Young refugees learning game design with Nairobi Play

Nairobi Play supports refugee youth in Nairobi and Kakuma with skills on computational thinking, basic programming and intercultural competency. Read below to find out more.

The Nairobi Play Project (NPP) helps adolescents from diverse ethnic and socio-economic backgrounds by providing a platform to work together to create games that explore community-based issues using tools like Scratch and Makey Makey. 

NPP is founded upon two main key activities which include Game design and programing and intercultural competency.

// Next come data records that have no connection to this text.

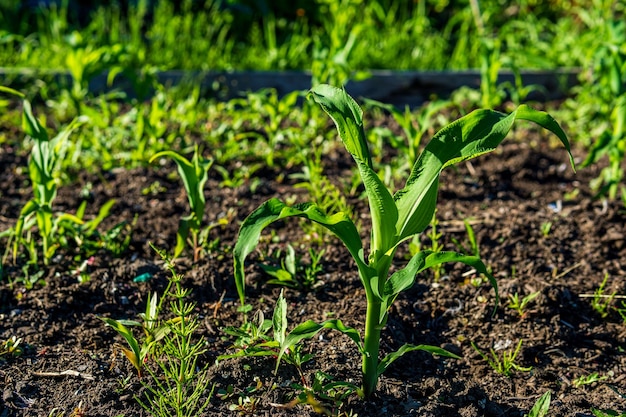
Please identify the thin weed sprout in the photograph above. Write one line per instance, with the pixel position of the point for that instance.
(253, 339)
(395, 219)
(178, 386)
(506, 363)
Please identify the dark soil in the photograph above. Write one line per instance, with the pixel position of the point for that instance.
(507, 196)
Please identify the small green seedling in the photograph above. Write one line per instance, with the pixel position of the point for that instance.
(520, 305)
(194, 174)
(395, 219)
(606, 413)
(601, 302)
(11, 347)
(253, 339)
(541, 407)
(139, 349)
(504, 365)
(589, 379)
(43, 165)
(293, 273)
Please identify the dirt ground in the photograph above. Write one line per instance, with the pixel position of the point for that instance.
(508, 196)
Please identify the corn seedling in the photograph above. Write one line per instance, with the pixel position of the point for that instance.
(180, 386)
(606, 413)
(254, 339)
(139, 349)
(194, 174)
(43, 164)
(322, 394)
(601, 302)
(394, 219)
(541, 407)
(472, 248)
(293, 273)
(520, 305)
(504, 365)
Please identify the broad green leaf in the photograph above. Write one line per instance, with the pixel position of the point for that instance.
(273, 210)
(134, 354)
(348, 118)
(477, 133)
(309, 328)
(389, 359)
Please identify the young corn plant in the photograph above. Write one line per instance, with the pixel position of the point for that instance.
(154, 331)
(395, 219)
(43, 166)
(194, 174)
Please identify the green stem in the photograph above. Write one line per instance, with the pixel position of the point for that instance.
(371, 347)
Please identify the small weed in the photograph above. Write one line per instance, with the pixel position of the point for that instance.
(520, 305)
(606, 413)
(601, 302)
(180, 386)
(11, 347)
(293, 273)
(504, 365)
(589, 379)
(541, 407)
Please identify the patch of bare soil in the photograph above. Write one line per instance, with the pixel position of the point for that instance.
(508, 196)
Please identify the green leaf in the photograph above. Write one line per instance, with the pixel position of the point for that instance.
(194, 175)
(541, 407)
(134, 355)
(348, 118)
(477, 133)
(279, 319)
(389, 359)
(273, 210)
(309, 328)
(31, 125)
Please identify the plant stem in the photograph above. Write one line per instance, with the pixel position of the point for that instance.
(371, 347)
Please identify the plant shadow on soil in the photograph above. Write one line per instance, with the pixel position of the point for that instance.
(506, 195)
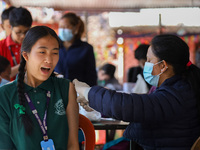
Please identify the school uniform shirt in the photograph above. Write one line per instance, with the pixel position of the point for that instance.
(6, 46)
(78, 62)
(12, 131)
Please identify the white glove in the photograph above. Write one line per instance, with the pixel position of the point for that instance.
(82, 89)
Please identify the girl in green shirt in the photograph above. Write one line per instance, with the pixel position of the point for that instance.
(38, 110)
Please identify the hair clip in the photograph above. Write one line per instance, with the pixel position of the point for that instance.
(21, 108)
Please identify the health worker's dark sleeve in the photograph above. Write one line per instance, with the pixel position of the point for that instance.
(159, 106)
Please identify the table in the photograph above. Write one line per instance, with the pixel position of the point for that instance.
(112, 124)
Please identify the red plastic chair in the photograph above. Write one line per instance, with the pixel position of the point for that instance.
(88, 130)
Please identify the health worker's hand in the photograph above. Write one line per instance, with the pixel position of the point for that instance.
(82, 89)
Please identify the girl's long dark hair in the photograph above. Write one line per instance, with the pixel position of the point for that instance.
(32, 36)
(175, 51)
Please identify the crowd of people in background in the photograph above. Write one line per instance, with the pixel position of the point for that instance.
(165, 98)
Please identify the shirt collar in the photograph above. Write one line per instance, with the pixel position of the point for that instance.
(46, 85)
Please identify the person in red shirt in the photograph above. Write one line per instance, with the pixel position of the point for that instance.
(20, 21)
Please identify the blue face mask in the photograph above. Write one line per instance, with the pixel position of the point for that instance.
(147, 72)
(3, 81)
(65, 34)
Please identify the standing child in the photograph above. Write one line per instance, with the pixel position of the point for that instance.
(5, 71)
(20, 21)
(38, 107)
(5, 22)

Nairobi Play which is designed around a 42-hour curriculum contains lessons on active listening, collaboration and constructive criticism. The program targets 455students between the ages of 14-18 and provides additional resources and materials, both online and offline, for educators and students

Over the course of the curriculum, participants play games, learn the game design process, and remix games. Games-based learning is ideal because of how critical narrative is to both games and to intercultural dialogue. The students come together to share different perspectives and work together to design one narrative, which still represents many  challenges embedded in a game. This process helps in reaching common ground, which makes Nairobi Play successful at bridging cultural and gender divides among the students.

Play in the form of game design is a powerful tool for learning as it teaches and enhances self-awareness and building of social emotional learning. The games allow the children to enter safe spaces of their imagination while providing avenues that helps in adopting new problem solving habits that ease assimilation into their new environment.